Slated for production this spring to sell for about $2,500, Androbot's Bob (for "brain on board") will make many of its own decisions. Bob will be guided by ultrasonic and infrared systems that create the basis for artificial intelligence, however rudimentary, operating independent of radio control or an umbilicus. Given a roomful of people whom "friendly" Bob seeks out through delicate heat sensors that can distinguish between a human and a light bulb -- the robot may act unpredictably, claims Androbot president Thomas Frisina. "He might sing, dance, or tell jokes." Bob will also be able to make his way from room to room checking for fire or robbers while autonomously changing course according to an electronic "reading" of the environment. To entertain kids, the machine will play hide-and-seek for hours.

Like the robots it creates, Androbot will feel its way cautiously in the marketplace, as consumer reaction dictates the next steps.
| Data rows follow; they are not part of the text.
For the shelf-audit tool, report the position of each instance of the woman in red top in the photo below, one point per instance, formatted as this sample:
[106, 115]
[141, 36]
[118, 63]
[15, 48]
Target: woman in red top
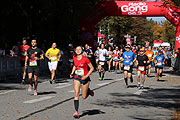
[81, 78]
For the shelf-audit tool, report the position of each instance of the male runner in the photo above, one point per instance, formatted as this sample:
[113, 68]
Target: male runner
[23, 52]
[34, 55]
[159, 61]
[128, 59]
[141, 61]
[102, 59]
[53, 54]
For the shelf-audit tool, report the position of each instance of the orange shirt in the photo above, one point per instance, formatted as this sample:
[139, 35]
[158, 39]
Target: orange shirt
[149, 54]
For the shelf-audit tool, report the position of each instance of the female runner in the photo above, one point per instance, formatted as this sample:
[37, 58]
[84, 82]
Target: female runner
[81, 78]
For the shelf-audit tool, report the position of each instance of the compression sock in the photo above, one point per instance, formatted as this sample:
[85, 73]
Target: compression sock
[126, 81]
[76, 105]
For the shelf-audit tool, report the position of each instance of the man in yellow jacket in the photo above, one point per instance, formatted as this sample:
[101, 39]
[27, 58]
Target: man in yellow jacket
[53, 54]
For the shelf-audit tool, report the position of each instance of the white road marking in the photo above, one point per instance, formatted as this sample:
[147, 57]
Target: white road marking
[39, 99]
[63, 85]
[103, 84]
[3, 93]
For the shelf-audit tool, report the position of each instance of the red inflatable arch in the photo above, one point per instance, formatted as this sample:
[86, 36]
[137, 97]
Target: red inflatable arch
[130, 9]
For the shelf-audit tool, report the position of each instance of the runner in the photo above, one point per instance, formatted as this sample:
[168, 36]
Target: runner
[141, 61]
[109, 59]
[54, 55]
[150, 55]
[120, 60]
[34, 55]
[23, 52]
[96, 54]
[81, 78]
[159, 62]
[128, 59]
[115, 59]
[102, 59]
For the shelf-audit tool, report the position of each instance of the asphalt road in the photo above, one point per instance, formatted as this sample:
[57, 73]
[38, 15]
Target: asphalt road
[112, 101]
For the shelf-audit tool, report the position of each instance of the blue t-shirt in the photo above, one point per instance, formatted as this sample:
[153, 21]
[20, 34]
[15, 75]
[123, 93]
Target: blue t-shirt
[128, 57]
[160, 60]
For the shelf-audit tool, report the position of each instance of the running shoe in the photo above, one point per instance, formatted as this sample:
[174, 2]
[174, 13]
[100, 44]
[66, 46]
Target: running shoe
[76, 115]
[30, 88]
[91, 93]
[50, 81]
[35, 92]
[141, 87]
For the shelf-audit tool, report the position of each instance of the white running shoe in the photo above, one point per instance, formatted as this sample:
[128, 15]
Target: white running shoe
[30, 88]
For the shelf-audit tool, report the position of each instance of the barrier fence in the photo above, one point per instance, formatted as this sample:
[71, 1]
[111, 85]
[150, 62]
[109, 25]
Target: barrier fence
[10, 66]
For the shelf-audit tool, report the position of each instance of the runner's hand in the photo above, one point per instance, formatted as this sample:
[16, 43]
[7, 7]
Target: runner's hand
[83, 77]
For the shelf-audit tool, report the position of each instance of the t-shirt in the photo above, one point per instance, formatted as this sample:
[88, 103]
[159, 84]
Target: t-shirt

In 1983 there won't be advertising, and the robots will be marketed selectively. In 1984, though, plans call for all-out promotion. "By then we'll know how to build the product, and we'll be able to define market needs," explains Frisina, an erstwhile stereo-components marketer and told friend of Catalyst president Lawrence Calof, who brought him in last fall to run the company. For an inexperienced chief executive officer, it is a sobering responsibility, especially as it is Bushnell's capital that will remain very much at risk. But the challenge delights Frisina. "It gives me the chance to be an entrepreneur," he beams, "and relieves me of the liabilities."